String heights are the distance between the strings and the top of the fingerboard measured at the end.
String heights are crucial to playability and projection.
Strings that are too low can buzz, while strings that are too high can be difficult to play.
|Correct Standard String Heights (4/4 size, gut/standard)|
|Violin||(E) 3.2 - 3.5mm||(G) 5.0 - 5.5mm|
|Viola||(A) 4.2 - 5.5mm||(C) 6.0 - 6.5mm|
|Cello||(A) 5.0 - 5.5mm||(C) 8.0 - 8.5mm|
Usually the distance from the center of the bridge to the fret of the tailpiece (after length) is 1/6 that of the length of the strings measured from the center of the bridge to the fret of the fingerboard (effective string length).
The distance of the tailpiece from the bridge influences the sound of an instrument.
If the tailpiece is too close to the bridge, the instrument will sound soft and weak; too far and the sound will be stiff and harsh. The tail gut is used to make this adjustment; never the bridge.
The weight of the tailpiece also affects the sound.
A lighter weight tailpiece usually allows an instrument to vibrate more freely.

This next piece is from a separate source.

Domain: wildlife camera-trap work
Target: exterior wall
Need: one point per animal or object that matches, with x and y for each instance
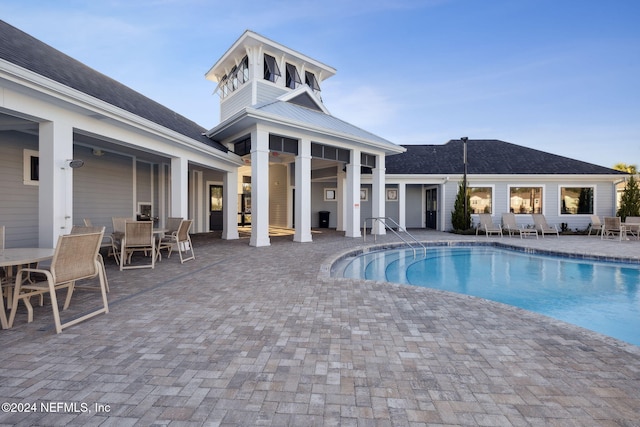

Thus the instrument will project more and have a more open, resonant tone.
String Care and Installation
Both the placement of peg holes in the peg box and placement of string holes in the pegs are important for string performance and longevity.
There must be proper bottom clearance between the back of the peg box and the extra string length when wound on the peg.
Improperly placed string peg holes will make tuning very difficult.
Before installing new strings, rub nut grooves with a #2 pencil. This allows strings to slide easily and prevents breakage.
Replace strings one at a time. This keeps the bridge in place, avoids drastic changes to the top of the instrument and eliminates the possibility of the soundpost falling or moving.
Install string in tailpiece, then place string in the peg string hole.
Wind the string toward the peg cup. Strings will last longer if they do not rub against the peg box.